The SEC is preparing a series of recommendations that would tighten oversight of high-frequency trading (HFT), better regulate trading during periods of rapid market movements and help ensure fairness for all traders, even as those who use algorithms seek technological advantages, the commission chairman has said.

In a speech to a global conference of exchanges and brokers in New York, Mary Jo White announced that she had ordered a series of reports to combat the perception of unfairness in today’s markets, help ensure stability at times the markets may be more vulnerable to sharp swings, and improve risk management at HFT firms.

‘Algorithmic traders, which include HFT firms and a large percentage of institutional traders, likely represent well more than a majority of trading volume,’ White said. ‘The SEC should not roll back the technology clock or prohibit algorithmic trading, but we are assessing the extent to which specific elements of the computer-driven trading environment may be working against investors rather than for them.’

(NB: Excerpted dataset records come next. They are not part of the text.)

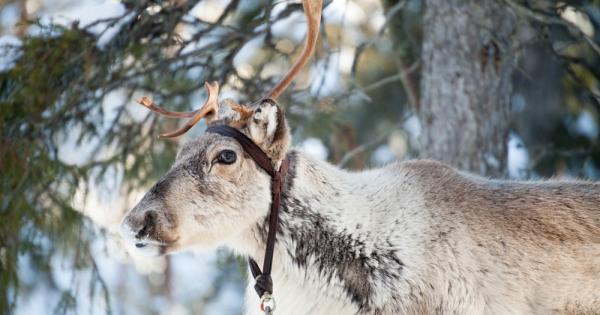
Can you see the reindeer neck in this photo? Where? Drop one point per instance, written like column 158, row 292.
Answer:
column 328, row 226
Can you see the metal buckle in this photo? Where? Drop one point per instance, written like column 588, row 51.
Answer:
column 267, row 303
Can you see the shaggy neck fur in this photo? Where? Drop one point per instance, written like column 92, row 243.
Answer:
column 337, row 250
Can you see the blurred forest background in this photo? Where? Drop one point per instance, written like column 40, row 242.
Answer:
column 505, row 88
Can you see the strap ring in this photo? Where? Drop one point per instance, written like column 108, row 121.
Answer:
column 267, row 303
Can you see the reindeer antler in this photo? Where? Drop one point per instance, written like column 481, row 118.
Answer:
column 312, row 11
column 210, row 107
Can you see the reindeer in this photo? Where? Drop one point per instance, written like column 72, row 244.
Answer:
column 415, row 237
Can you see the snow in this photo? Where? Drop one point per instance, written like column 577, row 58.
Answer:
column 383, row 155
column 315, row 148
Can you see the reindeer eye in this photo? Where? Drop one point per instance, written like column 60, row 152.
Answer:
column 226, row 157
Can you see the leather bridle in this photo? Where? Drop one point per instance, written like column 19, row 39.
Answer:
column 263, row 282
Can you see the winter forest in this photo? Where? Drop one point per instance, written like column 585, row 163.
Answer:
column 501, row 88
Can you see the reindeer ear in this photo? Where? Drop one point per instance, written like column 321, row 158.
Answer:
column 268, row 128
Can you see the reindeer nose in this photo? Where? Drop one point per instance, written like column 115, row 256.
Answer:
column 148, row 224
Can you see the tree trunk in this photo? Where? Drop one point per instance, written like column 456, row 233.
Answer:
column 466, row 86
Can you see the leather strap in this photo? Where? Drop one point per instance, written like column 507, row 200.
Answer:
column 263, row 282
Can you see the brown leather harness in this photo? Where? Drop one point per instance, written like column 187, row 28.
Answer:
column 263, row 282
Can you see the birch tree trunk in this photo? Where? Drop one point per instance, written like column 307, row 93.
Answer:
column 468, row 61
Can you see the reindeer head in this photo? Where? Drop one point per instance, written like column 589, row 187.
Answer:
column 214, row 190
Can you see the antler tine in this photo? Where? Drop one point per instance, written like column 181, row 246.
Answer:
column 211, row 105
column 241, row 109
column 148, row 103
column 312, row 11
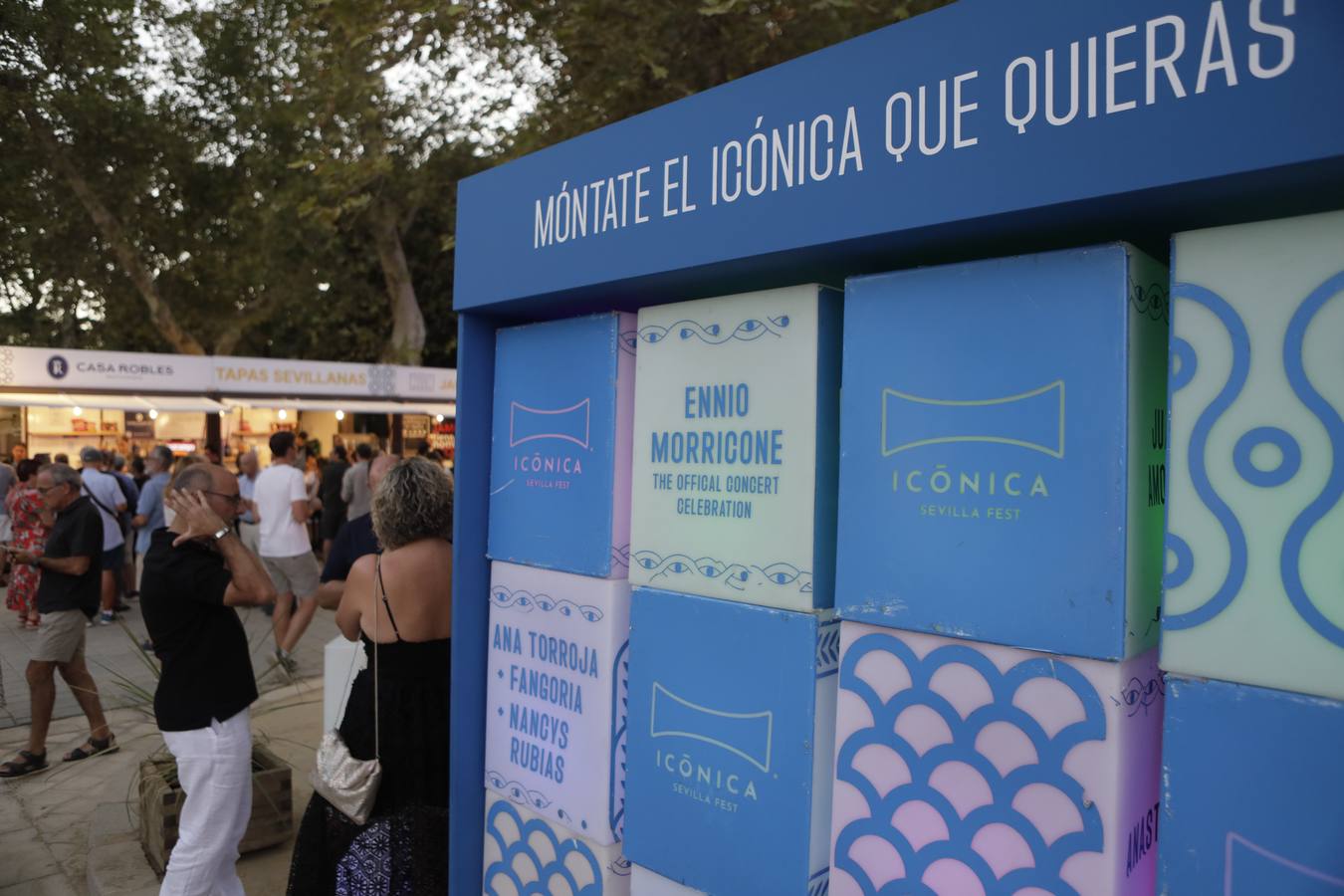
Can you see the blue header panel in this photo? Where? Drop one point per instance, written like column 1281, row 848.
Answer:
column 975, row 111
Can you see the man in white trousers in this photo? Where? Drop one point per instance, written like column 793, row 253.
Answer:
column 196, row 571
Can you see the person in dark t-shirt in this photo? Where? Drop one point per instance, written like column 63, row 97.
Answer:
column 196, row 571
column 68, row 595
column 353, row 541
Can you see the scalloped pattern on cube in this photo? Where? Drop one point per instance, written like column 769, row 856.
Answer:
column 948, row 811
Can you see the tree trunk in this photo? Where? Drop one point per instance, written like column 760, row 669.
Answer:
column 115, row 237
column 407, row 341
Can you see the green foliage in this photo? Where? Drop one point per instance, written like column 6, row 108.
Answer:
column 277, row 177
column 605, row 60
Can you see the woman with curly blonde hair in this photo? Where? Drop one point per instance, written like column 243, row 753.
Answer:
column 398, row 603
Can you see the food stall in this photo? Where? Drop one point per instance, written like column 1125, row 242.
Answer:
column 58, row 400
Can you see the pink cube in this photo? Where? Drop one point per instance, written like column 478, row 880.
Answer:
column 976, row 769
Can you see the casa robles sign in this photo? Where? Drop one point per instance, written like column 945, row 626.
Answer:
column 557, row 693
column 736, row 431
column 940, row 129
column 92, row 369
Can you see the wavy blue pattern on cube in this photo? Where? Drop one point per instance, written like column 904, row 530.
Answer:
column 748, row 331
column 1329, row 496
column 1151, row 301
column 1048, row 769
column 628, row 340
column 526, row 602
column 546, row 872
column 1287, row 448
column 620, row 730
column 828, row 649
column 1198, row 448
column 736, row 575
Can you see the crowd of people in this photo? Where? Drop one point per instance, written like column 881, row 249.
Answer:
column 190, row 542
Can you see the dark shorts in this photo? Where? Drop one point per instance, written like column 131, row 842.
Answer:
column 330, row 523
column 113, row 558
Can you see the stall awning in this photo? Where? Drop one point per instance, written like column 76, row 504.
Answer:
column 112, row 402
column 432, row 408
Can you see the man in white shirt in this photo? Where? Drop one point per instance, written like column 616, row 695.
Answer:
column 281, row 501
column 107, row 495
column 248, row 522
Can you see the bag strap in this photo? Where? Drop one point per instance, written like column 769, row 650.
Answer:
column 388, row 606
column 378, row 581
column 101, row 506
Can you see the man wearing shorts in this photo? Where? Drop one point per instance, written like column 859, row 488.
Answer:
column 105, row 493
column 283, row 503
column 68, row 594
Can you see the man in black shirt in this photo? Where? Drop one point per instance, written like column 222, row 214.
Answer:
column 353, row 541
column 196, row 571
column 68, row 595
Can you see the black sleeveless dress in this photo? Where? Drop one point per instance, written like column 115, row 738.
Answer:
column 403, row 848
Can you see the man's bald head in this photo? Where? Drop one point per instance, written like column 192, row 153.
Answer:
column 206, row 477
column 218, row 485
column 378, row 468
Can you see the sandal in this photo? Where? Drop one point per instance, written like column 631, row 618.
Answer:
column 29, row 765
column 96, row 749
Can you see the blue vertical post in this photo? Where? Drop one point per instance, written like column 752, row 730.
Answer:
column 471, row 617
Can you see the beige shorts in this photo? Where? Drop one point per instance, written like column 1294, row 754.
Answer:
column 250, row 535
column 299, row 576
column 61, row 637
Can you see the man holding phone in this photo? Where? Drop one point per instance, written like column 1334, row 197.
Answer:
column 68, row 595
column 196, row 571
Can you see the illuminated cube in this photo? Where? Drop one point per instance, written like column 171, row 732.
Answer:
column 736, row 434
column 732, row 726
column 1002, row 450
column 526, row 854
column 556, row 696
column 560, row 450
column 1252, row 784
column 1255, row 522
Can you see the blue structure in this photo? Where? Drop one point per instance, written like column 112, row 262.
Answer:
column 995, row 423
column 553, row 460
column 1137, row 158
column 1251, row 802
column 726, row 753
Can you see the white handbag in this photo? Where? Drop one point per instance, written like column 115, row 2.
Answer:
column 351, row 784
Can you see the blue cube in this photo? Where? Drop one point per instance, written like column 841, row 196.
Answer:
column 560, row 450
column 1254, row 791
column 1002, row 437
column 732, row 729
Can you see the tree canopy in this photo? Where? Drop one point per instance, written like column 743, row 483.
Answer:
column 277, row 177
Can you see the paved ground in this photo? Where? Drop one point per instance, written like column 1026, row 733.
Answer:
column 45, row 819
column 119, row 668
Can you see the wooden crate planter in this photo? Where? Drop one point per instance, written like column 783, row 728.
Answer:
column 160, row 806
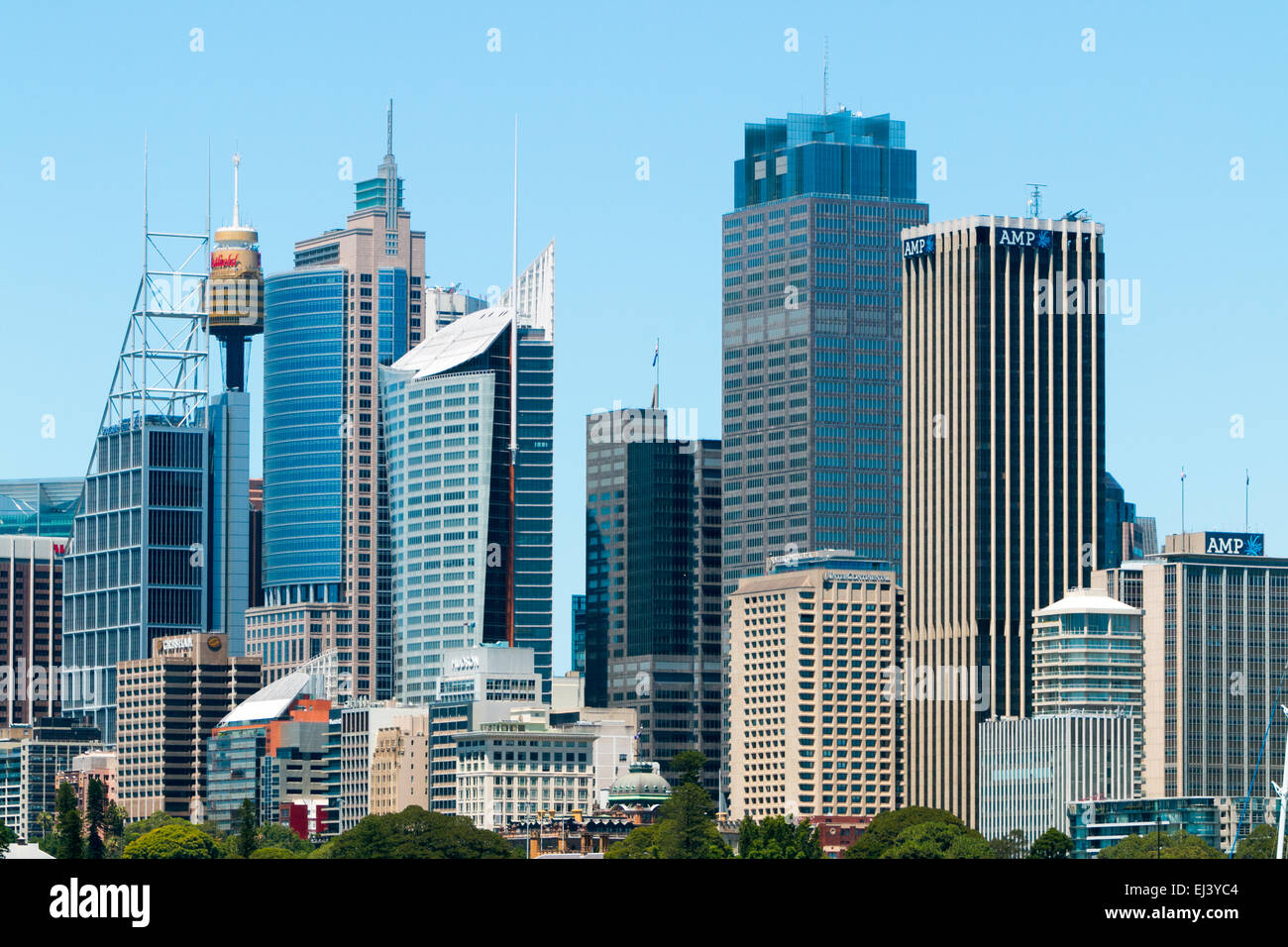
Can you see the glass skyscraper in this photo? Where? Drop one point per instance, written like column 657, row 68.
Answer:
column 137, row 564
column 352, row 304
column 447, row 408
column 811, row 339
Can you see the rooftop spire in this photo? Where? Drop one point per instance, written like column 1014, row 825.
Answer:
column 236, row 165
column 389, row 151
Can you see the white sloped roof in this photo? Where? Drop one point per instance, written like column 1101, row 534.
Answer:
column 1086, row 602
column 456, row 343
column 269, row 702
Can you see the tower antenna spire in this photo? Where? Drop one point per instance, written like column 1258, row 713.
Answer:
column 1035, row 200
column 824, row 73
column 236, row 165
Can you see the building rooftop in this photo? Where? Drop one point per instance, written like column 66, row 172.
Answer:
column 1086, row 600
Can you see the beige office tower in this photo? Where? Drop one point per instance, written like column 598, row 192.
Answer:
column 351, row 304
column 812, row 727
column 1004, row 459
column 399, row 766
column 166, row 707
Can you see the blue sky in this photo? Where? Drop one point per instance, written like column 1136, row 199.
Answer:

She said she has ordered staff to draft an ‘anti-disruptive trading rule’ that would prevent firms from taking advantage of periods of market chaos, such as amid sharp swings over natural disasters, major economic announcements and other events, to further destabilize prices to their own advantage.

‘Such a rule will need to be carefully tailored to apply to active proprietary traders in short time periods when liquidity is most vulnerable and the risk of price disruption caused by aggressive short-term trading strategies is highest,’ White said. ‘Instability arising during a broad market event may simultaneously affect hundreds or thousands of stocks, triggering many trading pauses and reopenings over a short period of time.’

She also said the SEC will closely follow the efforts of exchanges and the Financial Industry Regulatory Authority (FINRA) to minimize consolidated data latency to help ensure all traders receive important trading information at the same time. This may include the use of a time stamp on consolidated data feeds to increase the transparency of trading timing.

The commission may also require exchanges to outline how they use data feeds, encourage FINRA to expand its trading volume disclosure regime to include off-exchange market makers and broker-dealers, and will consider broader questions, such as ‘whether the current regulatory model for exchanges and other trading venues makes sense for today’s markets.’